Before Data Analysis, You Need Data Preparation
One of the prerequisites for any type of analytics in data science is data preparation. Raw data usually has several shortcomings in structure, format, and consistency, so first it has to be converted to a usable form.
These are some types of data preparation you can conduct to make your data useful for analysis.
Filtering Data
First you must ascertain if all raw data should be prepared or some should be filtered out. You may only be interested in a subset of the data. Filtering data is usually automated with some tool that provides options or settings for how to filter.
Fixing Data Types
All data needs an appropriate data type. Is date/time a more appropriate data type for a column that is defined as varchar data? Is integer a more appropriate data type for a column that is set to a string? Some of these transformations may be detected and performed automatically, as most data preparation tools are able to find and transform wrongly set data types.
Removing Duplicates
Duplicate values are not always erroneous data. You should only remove duplicates if it is ascertained that duplicated values do not conform to the data definition. Another factor to be considered is which data characteristics are significant. Is character or text data that is different only in terms of case sensitivity considered duplicate? You also should determine which occurrence of the duplicated data is to be removed. If id 100 occurs in row 1 and row 3, which of these do you want to keep?
Replacing Null Values
Having a null value in a nullable column is not an issue that needs to be fixed. Consequently, replacing nulls should not be performed in bulk, as some null values may be valid. Preferably, replace each null value separately with a user-supplied value.
Trimming Data
Trimming data involves removing the extra space at the start and end of a value. This may be performed in bulk with most tools.
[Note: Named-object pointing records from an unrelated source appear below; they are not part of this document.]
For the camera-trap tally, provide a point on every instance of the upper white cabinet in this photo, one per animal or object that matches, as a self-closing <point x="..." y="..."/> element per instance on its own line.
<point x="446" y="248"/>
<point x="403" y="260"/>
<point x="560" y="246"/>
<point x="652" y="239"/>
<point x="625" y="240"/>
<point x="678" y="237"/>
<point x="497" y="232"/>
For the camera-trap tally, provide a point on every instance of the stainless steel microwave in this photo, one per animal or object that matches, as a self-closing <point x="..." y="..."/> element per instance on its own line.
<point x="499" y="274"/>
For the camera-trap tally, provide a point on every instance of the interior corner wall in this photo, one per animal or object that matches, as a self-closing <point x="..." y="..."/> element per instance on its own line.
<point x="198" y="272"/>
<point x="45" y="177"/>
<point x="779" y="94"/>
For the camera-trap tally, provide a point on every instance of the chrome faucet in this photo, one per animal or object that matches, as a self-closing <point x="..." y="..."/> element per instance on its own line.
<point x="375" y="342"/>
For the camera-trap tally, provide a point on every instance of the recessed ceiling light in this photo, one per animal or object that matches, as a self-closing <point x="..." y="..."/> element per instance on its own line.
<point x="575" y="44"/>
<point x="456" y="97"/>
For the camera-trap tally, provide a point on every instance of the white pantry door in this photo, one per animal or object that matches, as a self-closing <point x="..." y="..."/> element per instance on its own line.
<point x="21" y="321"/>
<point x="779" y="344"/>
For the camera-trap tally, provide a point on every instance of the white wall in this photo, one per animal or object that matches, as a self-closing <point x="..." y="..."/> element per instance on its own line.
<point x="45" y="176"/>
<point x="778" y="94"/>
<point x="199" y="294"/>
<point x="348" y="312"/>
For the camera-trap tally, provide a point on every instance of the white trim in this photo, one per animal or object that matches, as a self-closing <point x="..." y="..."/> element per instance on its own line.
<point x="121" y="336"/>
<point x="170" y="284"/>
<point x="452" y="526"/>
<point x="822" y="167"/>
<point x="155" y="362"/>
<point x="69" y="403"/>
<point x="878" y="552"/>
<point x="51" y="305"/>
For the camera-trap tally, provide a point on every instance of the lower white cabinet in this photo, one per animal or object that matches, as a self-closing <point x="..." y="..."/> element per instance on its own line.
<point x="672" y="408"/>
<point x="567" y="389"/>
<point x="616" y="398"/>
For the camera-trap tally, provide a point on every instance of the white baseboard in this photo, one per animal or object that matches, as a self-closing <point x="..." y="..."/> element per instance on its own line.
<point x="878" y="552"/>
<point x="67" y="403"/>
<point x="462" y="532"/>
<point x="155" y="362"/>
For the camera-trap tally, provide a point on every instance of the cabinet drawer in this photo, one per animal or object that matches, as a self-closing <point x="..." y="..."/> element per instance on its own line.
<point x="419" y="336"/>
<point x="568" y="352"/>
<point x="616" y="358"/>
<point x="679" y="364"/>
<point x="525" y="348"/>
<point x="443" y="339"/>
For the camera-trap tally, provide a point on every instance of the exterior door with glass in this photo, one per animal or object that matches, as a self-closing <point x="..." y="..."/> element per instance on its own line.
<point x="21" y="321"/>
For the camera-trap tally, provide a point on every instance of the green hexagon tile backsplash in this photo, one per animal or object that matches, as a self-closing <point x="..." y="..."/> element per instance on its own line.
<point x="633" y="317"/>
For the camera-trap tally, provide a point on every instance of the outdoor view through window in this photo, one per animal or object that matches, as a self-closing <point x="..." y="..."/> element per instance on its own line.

Finding and Replacing Missing Data
Finding and replacing missing data is not as straightforward; it may not be obvious that data is missing. To indicate a missing value, a null value could have been added, or spaces, or a blank value with no extra space. To add to the complexity, single or multiple contiguous extra spaces may have gotten removed during trimming. Each missing value should be ascertained individually and replaced.
Fixing Erroneous Data
Fixing erroneous data is probably the most complex task, as you need detailed information about what a data value should be. But some erroneous data is easy to find, such as misspelled text, extra spaces within a data value (not at the beginning or end), a lowercase or uppercase interchange for case-sensitive data, and missing space within text.
Formatting Data
Certain data type values have an appropriate format. For example, an integer value 75005 may need to be formatted as 75,005, or a date value may need to have the year, month, and date in a certain order.
Some data preparation tasks can be performed in bulk while others have to be applied per data value, and these activities can take some time. But they’re necessary in order to make your data usable in analysis.